It wasn’t long ago that futurists were predicting the ascendancy of clean, quiet electric cars that would be plugged in at home to recharge. A new version of the future turns that scenario upside down: The house plugs into the car and draws whatever power it needs from the vehicle’s engine.
It’s not such a crazy idea. Most people don’t realize it, but making a car go takes much more energy than powering everything in the typical house. If cars ran on a more efficient, nonpolluting system such as fuel cells instead of by the combustion of gasoline, they could quietly and safely generate all the electricity a house needed from the garage. (Batteries would be needed to take over when the car was away.)
Many practical problems need to be overcome before fuel-cell cars can double as home power plants. A team of researchers led by Paul McGinn ’80, ’83M.S., ’84Ph.D, Notre Dame professor of chemical and biomolecular engineering, is trying to solve some of them.
The researchers are actually working under a grant from the Army, which has its own vexing power problems. Today’s military relies on an array of electronic communications equipment, global-positioning targeting instruments and other devices, most powered by batteries. During the conflict in Iraq, military planners found that soldiers in the field depleted batteries in their high-tech gadgets faster than fresh supplies could be delivered.
Fuel cells promise longer-lasting, easily replenished power. Like batteries, they generate DC current through a chemical reaction. In the fuel cell, it’s the reaction between hydrogen gas and a catalyst, usually platinum. The reaction ends with hydrogen gas combining with oxygen from the air to produce a nonpolluting exhaust — water vapor. As long as the hydrogen keeps pouring past the platinum catalyst, the reaction keeps producing electricity and water vapor.
It sounds like a great system, which is why it has received so much attention lately, including a proposal by President Bush in his 2003 State of the Union address to spend $1.2 billion on fuel cell development.
Unfortunately, even the most advanced cells of today are too heavy and expensive. An engineer at the University of California Berkeley has estimated that a fuel cell powerful enough to run a car today would cost $300,000.
One of the objectives of McGinn’s research is to find a cheaper substitute catalyst for expensive platinum. In case there isn’t one, he’s also exploring ways to reduce the amount of platinum needed. As the engineer points out, “There has not been enough platinum mined [in all of history] to run all the cars in the United States at the present levels of platinum loading.”

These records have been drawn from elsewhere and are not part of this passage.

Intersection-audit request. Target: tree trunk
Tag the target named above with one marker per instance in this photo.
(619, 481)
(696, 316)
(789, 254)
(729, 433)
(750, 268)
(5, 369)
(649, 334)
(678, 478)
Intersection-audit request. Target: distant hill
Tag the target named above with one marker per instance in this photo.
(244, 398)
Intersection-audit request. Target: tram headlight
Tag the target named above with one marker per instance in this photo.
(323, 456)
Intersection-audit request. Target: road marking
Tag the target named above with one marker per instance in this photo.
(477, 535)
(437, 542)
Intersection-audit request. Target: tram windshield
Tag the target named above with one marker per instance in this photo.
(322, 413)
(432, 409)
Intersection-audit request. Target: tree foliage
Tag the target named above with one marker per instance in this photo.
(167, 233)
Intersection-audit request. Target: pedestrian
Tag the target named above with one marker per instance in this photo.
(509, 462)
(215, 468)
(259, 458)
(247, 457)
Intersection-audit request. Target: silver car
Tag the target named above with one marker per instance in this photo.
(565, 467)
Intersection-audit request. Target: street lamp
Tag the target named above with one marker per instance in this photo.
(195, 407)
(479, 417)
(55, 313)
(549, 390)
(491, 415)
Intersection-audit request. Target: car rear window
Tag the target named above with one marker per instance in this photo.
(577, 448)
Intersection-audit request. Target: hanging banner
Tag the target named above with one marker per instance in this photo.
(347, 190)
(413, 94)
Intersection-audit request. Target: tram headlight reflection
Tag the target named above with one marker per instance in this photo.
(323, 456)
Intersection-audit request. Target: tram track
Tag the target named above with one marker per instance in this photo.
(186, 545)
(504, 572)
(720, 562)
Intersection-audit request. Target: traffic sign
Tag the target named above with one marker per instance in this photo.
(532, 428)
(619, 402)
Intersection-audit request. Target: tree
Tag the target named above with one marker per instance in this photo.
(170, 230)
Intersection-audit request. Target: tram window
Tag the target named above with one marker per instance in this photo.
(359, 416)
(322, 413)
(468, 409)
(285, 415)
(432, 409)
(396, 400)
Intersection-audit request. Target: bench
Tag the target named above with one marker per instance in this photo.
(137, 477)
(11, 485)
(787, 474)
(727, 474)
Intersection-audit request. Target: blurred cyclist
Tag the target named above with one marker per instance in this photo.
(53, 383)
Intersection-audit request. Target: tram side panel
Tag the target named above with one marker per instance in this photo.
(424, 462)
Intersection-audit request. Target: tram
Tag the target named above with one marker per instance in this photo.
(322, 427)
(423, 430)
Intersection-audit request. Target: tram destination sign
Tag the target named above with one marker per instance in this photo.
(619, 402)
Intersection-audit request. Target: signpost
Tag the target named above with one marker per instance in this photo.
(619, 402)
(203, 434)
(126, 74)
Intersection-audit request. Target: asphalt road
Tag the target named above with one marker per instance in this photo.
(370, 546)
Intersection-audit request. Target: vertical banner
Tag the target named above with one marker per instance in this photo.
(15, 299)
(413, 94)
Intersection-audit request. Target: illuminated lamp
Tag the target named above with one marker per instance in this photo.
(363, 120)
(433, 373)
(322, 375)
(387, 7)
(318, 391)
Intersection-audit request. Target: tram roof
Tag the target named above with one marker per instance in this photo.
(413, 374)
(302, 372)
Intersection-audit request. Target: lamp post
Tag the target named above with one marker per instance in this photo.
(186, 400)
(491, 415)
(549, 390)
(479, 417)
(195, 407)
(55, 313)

The most formidable stumbling block for fuel cells, though, isn’t the scarcity of platinum but of hydrogen. Paradoxically, the element is the most abundant in the universe, but on earth it’s all bound up with other elements, as with oxygen in water. Separating out hydrogen from these compounds takes a lot of energy. And if the energy to do this comes from fossil fuels, not much will have been gained in terms of energy and reducing pollution.
McGinn says he’s optimistic that many of the problems of fuel cells can be overcome and that the technology can at least be integrated such with alternative energy sources as solar and nuclear power. But like other researchers, he sees the growing euphoria over fuel cells as premature.
“Everyone sees fuel cells as this panacea, which they may not be.”